The police department in Columbus, Ohio, released footage of a police officer's camera that received a call about two young black men armed with a firearm. When officer Peter Casuccio arrived at the scene, he found a boy of 11 and 13 years old with a realistic firearm. Casuccio had an intense exchange with the boys about the dangers of carrying a gun, claiming that he could have killed them.

The video begins with Casuccio addressing the two boys at the edge of a road. The faces of the boys were fuzzy to protect their identity. Casuccio tells them that he received a call from someone telling him "there are two young black men … They look really young and they just launched a gun." "

"Look, here's the deal, okay? You had to show someone, because how did they know you had it?" Casuccio asks the boys.
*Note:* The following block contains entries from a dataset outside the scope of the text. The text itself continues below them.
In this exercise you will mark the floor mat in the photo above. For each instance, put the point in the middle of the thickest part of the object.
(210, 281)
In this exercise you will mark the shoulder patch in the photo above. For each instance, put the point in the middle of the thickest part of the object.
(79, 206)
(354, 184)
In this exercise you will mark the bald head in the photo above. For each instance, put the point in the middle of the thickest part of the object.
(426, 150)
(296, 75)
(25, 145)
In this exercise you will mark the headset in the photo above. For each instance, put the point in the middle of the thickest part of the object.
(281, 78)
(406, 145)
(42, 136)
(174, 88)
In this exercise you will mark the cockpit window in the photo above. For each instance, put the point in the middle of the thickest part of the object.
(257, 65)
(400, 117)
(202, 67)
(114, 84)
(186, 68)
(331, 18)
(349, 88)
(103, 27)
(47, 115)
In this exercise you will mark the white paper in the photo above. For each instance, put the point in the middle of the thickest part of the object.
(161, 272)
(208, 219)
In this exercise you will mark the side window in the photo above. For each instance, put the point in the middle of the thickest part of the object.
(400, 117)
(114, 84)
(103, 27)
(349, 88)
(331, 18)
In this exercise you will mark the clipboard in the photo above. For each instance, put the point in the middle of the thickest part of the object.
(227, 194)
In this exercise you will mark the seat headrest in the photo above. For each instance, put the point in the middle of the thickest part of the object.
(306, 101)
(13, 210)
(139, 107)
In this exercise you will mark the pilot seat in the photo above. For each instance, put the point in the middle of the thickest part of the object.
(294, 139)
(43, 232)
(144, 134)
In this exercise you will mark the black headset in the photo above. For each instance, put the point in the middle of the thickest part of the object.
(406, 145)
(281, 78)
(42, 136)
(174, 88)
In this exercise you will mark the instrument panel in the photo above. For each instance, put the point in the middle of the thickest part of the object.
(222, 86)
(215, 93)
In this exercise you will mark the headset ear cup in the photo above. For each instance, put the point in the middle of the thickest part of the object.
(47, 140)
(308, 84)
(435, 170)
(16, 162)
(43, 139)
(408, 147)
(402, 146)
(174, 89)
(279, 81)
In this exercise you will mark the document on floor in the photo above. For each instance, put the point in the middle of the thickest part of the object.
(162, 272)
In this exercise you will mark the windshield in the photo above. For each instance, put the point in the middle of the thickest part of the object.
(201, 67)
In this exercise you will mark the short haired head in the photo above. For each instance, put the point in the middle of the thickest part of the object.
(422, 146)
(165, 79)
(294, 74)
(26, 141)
One of the boys said that he had shown the BB gun to no one, he was simply holding it.

"You can not do that guy in today 's world, listen, that sounds real," says Casuccio.

The boys apologize and Casuccio begins to explain to them why it is dangerous to hold a realistic shotgun. He asks how old they are. One boy says that he is 11 years old and the other says that he has 13.

"Do you think I want to film an 11-year-old child? Do you think I want to film a 13-year-old?" Casuccio asks. The boys answer, "No, sir."

"Do I honestly look like the guy who wants to shoot someone?" he asks, what the boys say, "No, sir."

"But do I look like the type of guy who would shoot someone?" he asks, what the boys answer: "Yes, sir."

Casuccio says that he is proud to be a "very bad hombre because I have to be." He warns the boys, "Do not make me."

The agent took home 11 years old and talked to his mother. Casuccio speaks with the mother in the bodycam sequence broadcast while the video is still fuzzy to protect the identities. "I pull them up, and I'm not going to lie to you by doing cop stuff, I prepared them," Casuccio told the mother.

The officer tells the mother that her son is "panicking" and begins to remove the BB gun from his belt. "He could have shot you for that, do you know?" we hear the mother say to her son. Casuccio says that the gun has fallen, and he realizes that it was just a BB gun.

"No matter what people say about guys wearing this uniform … we care about it," says Casuccio. The officer says that he was part of the military and that as a police officer he had to do things that he hoped the generation Boys will never have to do it. "The last thing I want to do is film an 11 year old man because your life has not even started yet, and that could have ended. would not have missed, "said Casuccio to the boy.

"I could have killed you, I want you to think tonight when you go to bed, you could be gone, anything you want to do in this life could have been over," Casuccio said.

The Columbus Police Department released Tuesday the sequence of Casuccio's camera Bodyuccio, which went viral and attracted media attention. The video was published because "it was a good job on the part of an officer in a very tense situation, and we try to highlight it," PIO Sgt. Chantay Boxill at CBS News.


11-YEAR BOY LEARNS LESSON TO WEAR GUN by
Columbus Police Division sure
Youtube

In a notorious case of 2014, a boy from Ohio aged 12 was shot dead while he was playing with a similar fake weapon. Tamir Rice, who was black, was playing with a pellet gun in front of a recreation center near Cleveland when he was shot dead Timonthy Loehmannwho is white.

A grand jury refused to accuse Loehmann. He was fired last year after discovering that he had been deemed "unfit for service".